Hacker Newsnew | past | comments | ask | show | jobs | submitlogin
A tale of two clocks – Scheduling Web Audio with precision (web.dev)
40 points by lioeters on July 3, 2022 | hide | past | favorite | 22 comments


This really needs a (2013) in the title (or at least a "pre-Spectre/Meltdown").

The "up-and-coming" (back in 2013) high-resolution timer performance.now() exists on all browsers for a long time by now, but is clamped to milliseconds on some browsers because of the Spectre/Meltdown mitigations. The web audio timer is also affected by this precision reduction, but I don't know what's the current situation across browsers (I was actually hoping that the article would talk about this).

Anti-fingerprinting settings can also heavily reduce timer precision.

In short: timing on the web platform is (currently) an incredible mess.


I believe all the major browser vendors now support the notion of "secure context," where you need to use TLS, <Cross-Origin-Opener-Policy: same-origin, Cross-Origin-Embedder-Policy: require-corp> headers, and maybe a couple more requirements. They say you regain access to high precision timers, as well as SharedArrayBuffers and anything else that got lost during the Spectre/Meltdown mitigations. It appears to work in my limited testing.

This secure context makes it harder to support various random ad networks, but if you're deploying your app via the web and don't need to monetize it by ads, it's a way forward.


It also doesn't work on popular web hosters that don't allow to change the web server configuration (like Github Pages).

(there is a workaround however by injecting the required response headers on the client side, but who knows how long that's going to work: http://stefnotch.github.io/web/COOP%20and%20COEP%20Service%2...)


Add to that energy saving features that suspend tabs and you can get variable length, setTimeout(() => { console.log('timers'); }, 1);

...

...

...

...

timers

see: https://developer.chrome.com/blog/timer-throttling-in-chrome...


I made a library based on this article which I use as a starting point for all my music app projects. It's useful as the main timing code for things like drum machine and sequencers etc. https://github.com/errozero/beatstepper


Interesting!

The way I understand it, Web Audio API only lets one schedule audio source nodes with start and stop methods. As I needed to schedule something that was not audio related, I ended up creating silent oscillators of almost zero length and relying on the 'ended' event.

But running a scheduled callback is better! It's not immediately clear to me how you do it. Can you maybe explain your code a little?

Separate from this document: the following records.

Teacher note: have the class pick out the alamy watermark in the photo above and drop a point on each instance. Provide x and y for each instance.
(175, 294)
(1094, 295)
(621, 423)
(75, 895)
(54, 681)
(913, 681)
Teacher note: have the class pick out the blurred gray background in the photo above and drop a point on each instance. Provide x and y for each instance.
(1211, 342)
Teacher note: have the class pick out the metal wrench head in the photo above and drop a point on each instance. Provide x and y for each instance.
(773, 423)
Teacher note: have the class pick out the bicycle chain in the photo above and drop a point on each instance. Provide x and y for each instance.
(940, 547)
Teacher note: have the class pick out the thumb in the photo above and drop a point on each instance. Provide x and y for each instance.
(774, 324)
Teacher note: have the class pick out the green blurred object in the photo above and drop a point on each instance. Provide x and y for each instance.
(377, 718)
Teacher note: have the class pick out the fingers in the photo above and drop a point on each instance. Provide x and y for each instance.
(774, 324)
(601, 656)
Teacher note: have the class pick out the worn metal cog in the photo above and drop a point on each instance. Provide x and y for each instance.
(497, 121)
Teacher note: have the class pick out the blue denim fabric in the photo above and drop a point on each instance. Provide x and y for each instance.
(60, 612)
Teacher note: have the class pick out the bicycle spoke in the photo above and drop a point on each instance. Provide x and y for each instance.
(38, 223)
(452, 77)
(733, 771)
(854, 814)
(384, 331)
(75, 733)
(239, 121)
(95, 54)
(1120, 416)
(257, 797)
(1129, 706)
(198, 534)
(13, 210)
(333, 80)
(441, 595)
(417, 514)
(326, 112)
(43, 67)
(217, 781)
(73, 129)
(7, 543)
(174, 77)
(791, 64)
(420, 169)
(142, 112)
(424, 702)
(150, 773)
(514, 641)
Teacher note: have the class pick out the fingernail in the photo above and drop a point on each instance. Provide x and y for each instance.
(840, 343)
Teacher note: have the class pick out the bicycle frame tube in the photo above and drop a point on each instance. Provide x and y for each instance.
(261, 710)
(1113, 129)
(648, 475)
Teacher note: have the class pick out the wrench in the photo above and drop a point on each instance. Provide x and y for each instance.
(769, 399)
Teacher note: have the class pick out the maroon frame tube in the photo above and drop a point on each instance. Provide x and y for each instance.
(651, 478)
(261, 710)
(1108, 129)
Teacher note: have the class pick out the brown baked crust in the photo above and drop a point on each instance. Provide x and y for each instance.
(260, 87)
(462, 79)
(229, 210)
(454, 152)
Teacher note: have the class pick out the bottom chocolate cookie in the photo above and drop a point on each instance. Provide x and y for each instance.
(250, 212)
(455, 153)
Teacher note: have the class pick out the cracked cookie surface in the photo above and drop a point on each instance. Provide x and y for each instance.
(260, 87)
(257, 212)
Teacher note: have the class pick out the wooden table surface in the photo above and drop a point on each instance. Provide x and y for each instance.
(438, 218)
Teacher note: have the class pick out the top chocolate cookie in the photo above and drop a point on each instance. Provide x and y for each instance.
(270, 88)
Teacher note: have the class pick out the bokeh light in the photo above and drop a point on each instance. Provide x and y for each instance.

Hey, sure I'll try... if you mean usage of the library:

It runs your callback every 16th note, slightly before it is actually due to play, this can vary by a few milliseconds each time but that doesn't matter as the actual audio context start time for the note is passed in to the callback, and you use that to actually schedule the events for that 16th note, eg: osc.start(time).

You can schedule 32nd notes etc too by using the stepLength property that is also passed in, time + (stepLength/2) would be a 32nd note.

Hope that makes sense? I do need to write a better description on the github page of what it actually is.

The inner workings of the library itself are mostly just as described in the article with a few tweaks.


> This clock is exposed on the AudioContext object through its .currentTime property, as a floating-point number of seconds since the AudioContext was created. [...] Since there are around 15 decimal digits of precision in a “double”, even if the audio clock has been running for days, it should still have plenty of bits left over to point to a specific sample even at a high sample rate.

It is mindboggling to me that a floating-point representation was designed into this. The required precision is well known and won't change. It is also well understood that this precision is required "locally" at possibly large future values. Even having the value wrap is mostly not a problem. Floating point is the opposite of designing for these things… (and no other audio API I'm aware of does this.)

(Okay, after doing some quick math, a double precision float should be OK for more than 100 years. The mismatch still irks me…)


Javascript doesn't have integer types, only a 'number' type which is equivalent to a 'double', so even if the clock would use an integer representation internally it would need to be exposed as a floating point value in the WebAudio API.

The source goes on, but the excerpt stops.